Which of the following statements regarding febrile seizures is correct? All right, so we know that febrile seizures are going to be D, and that usually lasts only 15 minutes and often does not have that postictal state. Okay, you respond to a sick child at night. The child appears very ill, has a high fever and strolling. sitting in that tripod positioning is struggling to breathe.
All right, so the patient's drooling, so we think epiglottitis because their epiglottis is swollen and they can't swallow. Treatment for a semi-conscious child who swallowed an unknown quality of pills is going to be, all right, if it's semi or unconscious, we're going to monitor for vomiting, give oxygen, and transport fast. When using the mnemonic child abuse, To assess the child for signs of abuse, the D is going to stand for, and that's going to stand for delay of seeking care, right?
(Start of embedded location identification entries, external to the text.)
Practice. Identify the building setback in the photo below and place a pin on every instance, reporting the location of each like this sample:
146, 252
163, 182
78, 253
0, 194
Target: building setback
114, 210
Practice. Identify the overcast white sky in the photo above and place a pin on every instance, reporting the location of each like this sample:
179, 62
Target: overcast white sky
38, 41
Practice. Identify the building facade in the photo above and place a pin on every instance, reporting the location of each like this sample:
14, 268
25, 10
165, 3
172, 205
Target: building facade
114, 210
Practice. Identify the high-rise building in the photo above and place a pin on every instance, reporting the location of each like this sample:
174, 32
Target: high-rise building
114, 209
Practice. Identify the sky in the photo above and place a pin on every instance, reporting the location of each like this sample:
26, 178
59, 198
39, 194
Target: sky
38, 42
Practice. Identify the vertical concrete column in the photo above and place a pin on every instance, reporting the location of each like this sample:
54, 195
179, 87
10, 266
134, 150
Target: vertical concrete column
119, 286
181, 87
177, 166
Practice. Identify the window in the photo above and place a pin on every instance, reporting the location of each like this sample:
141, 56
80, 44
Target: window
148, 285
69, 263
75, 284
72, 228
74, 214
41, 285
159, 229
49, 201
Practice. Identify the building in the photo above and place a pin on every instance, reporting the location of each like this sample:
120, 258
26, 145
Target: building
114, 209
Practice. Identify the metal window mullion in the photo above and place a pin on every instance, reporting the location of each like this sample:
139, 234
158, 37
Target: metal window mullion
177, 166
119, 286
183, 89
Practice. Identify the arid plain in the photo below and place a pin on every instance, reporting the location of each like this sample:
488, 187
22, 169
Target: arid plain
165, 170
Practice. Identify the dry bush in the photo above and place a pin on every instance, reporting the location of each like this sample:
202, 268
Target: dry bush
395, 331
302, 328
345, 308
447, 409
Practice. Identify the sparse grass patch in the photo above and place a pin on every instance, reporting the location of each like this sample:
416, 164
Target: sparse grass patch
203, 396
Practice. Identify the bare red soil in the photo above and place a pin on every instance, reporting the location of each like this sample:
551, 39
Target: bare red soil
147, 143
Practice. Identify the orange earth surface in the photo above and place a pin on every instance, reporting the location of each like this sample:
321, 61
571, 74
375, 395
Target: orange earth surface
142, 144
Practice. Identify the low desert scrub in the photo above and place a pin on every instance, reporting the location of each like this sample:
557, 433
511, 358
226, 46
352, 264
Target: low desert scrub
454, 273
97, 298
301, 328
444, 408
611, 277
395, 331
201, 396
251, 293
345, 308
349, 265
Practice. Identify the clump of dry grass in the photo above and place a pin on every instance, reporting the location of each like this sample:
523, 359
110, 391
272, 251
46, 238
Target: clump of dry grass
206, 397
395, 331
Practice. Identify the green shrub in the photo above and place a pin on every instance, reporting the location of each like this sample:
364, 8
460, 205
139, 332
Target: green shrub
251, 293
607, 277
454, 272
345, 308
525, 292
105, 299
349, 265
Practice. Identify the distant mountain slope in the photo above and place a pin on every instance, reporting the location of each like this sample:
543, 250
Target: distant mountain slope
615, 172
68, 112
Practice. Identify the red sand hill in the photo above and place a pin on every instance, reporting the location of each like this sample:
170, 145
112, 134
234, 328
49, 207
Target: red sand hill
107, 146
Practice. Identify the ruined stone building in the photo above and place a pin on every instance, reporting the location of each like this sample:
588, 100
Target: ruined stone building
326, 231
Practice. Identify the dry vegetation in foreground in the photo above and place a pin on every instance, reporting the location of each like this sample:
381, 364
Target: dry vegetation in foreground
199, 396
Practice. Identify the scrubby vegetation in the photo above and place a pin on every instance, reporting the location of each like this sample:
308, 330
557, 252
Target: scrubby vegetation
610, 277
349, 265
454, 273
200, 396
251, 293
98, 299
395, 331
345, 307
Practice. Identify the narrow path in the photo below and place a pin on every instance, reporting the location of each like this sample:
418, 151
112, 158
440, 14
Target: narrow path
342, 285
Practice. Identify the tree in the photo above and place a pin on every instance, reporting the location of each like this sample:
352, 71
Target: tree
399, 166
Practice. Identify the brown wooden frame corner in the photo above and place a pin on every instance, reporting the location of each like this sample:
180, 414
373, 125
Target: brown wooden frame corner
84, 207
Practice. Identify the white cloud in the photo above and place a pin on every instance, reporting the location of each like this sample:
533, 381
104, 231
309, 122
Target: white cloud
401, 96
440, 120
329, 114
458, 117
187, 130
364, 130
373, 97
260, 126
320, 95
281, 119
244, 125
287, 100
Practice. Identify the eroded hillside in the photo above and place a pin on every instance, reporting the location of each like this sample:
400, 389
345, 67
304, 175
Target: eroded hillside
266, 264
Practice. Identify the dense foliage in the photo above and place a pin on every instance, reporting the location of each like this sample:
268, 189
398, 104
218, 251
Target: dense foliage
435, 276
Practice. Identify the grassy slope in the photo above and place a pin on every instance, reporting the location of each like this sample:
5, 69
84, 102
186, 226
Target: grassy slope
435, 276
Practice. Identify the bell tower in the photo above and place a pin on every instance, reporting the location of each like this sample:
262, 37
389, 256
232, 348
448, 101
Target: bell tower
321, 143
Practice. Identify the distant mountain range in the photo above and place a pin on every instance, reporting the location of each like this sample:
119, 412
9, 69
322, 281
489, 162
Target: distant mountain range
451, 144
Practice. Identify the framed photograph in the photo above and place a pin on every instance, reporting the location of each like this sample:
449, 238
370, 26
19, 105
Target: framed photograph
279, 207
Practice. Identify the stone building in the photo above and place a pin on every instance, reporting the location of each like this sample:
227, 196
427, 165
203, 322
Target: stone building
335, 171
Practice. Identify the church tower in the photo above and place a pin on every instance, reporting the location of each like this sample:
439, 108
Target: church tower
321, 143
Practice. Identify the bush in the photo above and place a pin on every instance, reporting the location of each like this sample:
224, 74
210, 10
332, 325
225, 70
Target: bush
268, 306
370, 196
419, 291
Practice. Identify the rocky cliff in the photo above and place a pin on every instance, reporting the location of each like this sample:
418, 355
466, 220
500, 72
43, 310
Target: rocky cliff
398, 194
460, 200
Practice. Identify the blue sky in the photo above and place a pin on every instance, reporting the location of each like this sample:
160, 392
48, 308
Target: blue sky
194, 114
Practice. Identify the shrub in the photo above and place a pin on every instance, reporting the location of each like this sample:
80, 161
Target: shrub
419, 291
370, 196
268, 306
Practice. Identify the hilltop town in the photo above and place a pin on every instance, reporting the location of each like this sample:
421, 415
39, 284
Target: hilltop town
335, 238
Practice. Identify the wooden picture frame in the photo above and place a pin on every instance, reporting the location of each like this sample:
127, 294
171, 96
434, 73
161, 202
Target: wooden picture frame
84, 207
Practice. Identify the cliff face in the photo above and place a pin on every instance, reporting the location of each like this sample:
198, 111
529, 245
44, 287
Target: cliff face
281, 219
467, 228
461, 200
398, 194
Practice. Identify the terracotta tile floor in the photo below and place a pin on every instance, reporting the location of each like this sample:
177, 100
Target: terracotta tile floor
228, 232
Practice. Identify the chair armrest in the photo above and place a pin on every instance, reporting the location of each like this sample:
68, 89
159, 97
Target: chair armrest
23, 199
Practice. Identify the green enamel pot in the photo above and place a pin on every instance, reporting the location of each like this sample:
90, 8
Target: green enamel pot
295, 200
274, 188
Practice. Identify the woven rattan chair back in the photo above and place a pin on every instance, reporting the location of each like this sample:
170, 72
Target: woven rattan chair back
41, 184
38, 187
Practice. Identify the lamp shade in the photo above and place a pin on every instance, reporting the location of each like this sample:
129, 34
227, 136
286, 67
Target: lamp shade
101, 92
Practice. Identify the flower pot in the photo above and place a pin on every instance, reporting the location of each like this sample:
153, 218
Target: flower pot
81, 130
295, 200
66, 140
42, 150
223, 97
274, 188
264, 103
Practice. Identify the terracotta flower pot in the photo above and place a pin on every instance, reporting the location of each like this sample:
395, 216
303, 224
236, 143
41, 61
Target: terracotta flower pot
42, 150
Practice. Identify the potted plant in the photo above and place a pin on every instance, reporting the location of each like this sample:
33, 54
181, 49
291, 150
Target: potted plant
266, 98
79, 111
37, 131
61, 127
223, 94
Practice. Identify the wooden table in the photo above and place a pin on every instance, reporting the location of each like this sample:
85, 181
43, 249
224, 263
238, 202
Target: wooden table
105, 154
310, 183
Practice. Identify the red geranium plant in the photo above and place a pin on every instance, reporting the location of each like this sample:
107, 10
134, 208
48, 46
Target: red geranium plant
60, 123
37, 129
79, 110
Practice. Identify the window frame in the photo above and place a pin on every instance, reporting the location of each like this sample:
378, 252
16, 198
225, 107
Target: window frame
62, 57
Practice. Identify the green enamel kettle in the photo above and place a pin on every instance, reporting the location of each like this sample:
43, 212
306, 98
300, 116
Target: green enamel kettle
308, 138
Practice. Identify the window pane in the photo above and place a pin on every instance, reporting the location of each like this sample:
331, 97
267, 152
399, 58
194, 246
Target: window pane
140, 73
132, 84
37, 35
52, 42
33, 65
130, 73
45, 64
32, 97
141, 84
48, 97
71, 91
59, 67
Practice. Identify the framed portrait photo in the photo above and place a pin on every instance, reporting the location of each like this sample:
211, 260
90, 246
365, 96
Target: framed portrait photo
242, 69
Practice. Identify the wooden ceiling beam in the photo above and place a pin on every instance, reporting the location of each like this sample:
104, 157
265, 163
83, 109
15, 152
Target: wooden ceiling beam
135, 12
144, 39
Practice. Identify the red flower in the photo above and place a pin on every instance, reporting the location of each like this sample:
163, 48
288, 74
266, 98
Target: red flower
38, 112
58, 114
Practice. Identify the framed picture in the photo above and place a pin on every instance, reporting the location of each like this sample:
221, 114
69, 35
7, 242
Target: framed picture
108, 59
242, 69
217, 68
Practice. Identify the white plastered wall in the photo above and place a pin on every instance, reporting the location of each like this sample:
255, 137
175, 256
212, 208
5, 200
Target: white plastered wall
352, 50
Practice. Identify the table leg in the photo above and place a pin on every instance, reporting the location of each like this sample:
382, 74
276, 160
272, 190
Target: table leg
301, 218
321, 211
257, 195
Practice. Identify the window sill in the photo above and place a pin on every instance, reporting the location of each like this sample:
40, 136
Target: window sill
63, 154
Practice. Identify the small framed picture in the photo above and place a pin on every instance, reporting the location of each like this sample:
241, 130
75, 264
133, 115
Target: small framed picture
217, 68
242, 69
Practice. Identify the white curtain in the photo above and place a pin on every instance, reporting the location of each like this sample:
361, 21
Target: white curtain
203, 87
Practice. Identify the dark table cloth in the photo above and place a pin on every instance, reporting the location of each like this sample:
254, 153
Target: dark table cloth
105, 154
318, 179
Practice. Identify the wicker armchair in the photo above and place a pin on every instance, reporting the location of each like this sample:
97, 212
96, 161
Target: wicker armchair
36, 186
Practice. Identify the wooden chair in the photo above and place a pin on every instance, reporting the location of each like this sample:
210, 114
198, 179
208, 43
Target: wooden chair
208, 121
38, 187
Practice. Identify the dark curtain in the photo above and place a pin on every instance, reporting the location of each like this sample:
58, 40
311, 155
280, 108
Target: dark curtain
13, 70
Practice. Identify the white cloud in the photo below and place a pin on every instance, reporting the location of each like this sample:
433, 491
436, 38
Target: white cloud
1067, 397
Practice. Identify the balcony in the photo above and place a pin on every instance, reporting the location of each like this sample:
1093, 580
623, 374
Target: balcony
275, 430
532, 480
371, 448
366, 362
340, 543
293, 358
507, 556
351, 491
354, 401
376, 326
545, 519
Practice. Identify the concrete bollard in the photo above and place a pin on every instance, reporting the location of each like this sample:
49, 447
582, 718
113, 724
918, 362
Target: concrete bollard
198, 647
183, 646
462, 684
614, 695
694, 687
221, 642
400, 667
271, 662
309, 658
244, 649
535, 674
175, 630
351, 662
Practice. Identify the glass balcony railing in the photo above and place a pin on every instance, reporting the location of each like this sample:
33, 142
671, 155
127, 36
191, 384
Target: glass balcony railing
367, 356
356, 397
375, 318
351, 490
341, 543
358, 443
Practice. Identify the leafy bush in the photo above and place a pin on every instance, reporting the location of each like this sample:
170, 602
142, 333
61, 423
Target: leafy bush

So four-year-old fell from the second story balcony and landed on her head. She's unresponsive, slow, irregular breathing, has a large hematoma to the top of the head, and bleeding from her nose. Oh, goodness. All right.
So when somebody has bleeding from their nose, we're going to suspect that she has some type of fracture, right? So head fracture. So we got to stabilize our head. We're going to jaw thrust. put in an airway, a jug, and then BVM.
AFPU, what does P stand for? And we know that that is painful. P is painful.
All right, thank you for joining us with the Chapter 35 lecture, and we hope you've enjoyed it.